A large group of tech executives are lining up to push for legislation that makes the borders more permeable for foreigners and future citizens. Facebook’s (NASDAQ:FB) Mark Zuckerberg is among them, believing that the foreign talent in technology fields can improve the country and economy.
Zuckerberg is a co-founder of Fwd.us — read “forward us” — which is the political group pushing for the immigration policy changes. Comprising the group and its financial contributors are chief executive officers from LinkedIn (NYSE:LNKD), Google (NASDAQ:GOOG), Netflix (NASDAQ:NFLX), Yahoo! (NASDAQ:YHOO), Space X and Tesla Motors (NASDAQ:TSLA), Zynga (NASDAQ:ZNGA), as well as some venture capitalists, Dropbox’s Ruchi Sanghvi, and president and founder Joe Green, who also founded Causes.com.
According to Zuckerberg in an op-ed written for Washington Post, the current immigration policy in the U.S. is “a policy unfit for today’s world,” and “today’s economy is very different” from that of the time when the immigration policies were being put into place.

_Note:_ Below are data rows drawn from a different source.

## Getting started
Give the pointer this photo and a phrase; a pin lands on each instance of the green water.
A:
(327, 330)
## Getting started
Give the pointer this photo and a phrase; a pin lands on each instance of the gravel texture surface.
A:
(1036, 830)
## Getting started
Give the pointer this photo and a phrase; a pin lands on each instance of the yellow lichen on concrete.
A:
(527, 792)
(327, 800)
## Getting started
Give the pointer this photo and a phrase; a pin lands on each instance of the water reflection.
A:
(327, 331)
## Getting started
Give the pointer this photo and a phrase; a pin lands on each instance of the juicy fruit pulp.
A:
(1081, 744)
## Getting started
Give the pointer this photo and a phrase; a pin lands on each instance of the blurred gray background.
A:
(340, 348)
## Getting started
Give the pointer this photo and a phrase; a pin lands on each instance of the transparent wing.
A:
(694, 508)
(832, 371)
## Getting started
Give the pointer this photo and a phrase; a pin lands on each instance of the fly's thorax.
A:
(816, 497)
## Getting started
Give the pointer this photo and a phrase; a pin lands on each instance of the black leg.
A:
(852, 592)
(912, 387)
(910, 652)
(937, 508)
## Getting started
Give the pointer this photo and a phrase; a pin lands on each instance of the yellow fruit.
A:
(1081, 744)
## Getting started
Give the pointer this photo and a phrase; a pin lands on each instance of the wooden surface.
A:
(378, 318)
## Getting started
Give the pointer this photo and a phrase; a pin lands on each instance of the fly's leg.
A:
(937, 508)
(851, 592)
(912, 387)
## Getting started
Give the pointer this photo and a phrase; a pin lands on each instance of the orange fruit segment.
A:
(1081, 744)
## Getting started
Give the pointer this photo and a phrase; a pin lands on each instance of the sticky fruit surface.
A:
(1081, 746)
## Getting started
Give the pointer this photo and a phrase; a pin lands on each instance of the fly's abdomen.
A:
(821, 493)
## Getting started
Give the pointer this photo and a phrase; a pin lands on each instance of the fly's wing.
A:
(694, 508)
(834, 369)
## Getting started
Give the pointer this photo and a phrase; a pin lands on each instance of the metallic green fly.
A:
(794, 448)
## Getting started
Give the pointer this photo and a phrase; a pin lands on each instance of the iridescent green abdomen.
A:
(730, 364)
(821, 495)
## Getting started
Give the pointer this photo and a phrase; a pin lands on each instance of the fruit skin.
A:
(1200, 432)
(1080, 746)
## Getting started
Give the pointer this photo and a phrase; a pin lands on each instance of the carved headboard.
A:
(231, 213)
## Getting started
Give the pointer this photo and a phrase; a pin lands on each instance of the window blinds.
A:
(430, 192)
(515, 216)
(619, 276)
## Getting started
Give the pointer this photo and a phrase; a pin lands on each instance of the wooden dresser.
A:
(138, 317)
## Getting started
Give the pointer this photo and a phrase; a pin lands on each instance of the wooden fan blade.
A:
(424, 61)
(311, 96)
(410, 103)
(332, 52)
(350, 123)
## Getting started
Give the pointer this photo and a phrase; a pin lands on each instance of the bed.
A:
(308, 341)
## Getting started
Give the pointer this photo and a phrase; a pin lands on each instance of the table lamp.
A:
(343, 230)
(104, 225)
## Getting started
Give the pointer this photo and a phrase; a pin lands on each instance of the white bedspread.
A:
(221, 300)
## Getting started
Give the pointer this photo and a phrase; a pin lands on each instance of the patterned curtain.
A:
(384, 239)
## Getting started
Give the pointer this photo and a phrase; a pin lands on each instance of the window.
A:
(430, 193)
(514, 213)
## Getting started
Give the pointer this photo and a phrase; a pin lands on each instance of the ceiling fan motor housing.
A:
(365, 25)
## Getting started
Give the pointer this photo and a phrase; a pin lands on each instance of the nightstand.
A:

He believes that people are an increasingly important resource, and that the current policies keep intelligent and innovative people out of the country. He asked, “why do we kick out more than 40 percent of math and science graduate students who are not U.S. citizens after educating them?” The belief is that allowing those students to stay and work in the country would lead to improvements in the industries the enter and increases jobs as more entrepreneurs could start businesses in the U.S…
The Senate is expected to come out with a new immigration bill soon, and the group behind Fwd.us is very interested in seeing the legislation allow better pathways to citizenship to “attract the most talented and hardest-working people” from other countries.
Though numerous high-profile companies are involved in the movement, it’s not clear if there could be any direct impacts on them. If successful, there could be industry and economy wide impacts as more immigrants would be allowed to come to the U.S. and start innovative businesses, assuming things go as planned by Zuckerberg and others.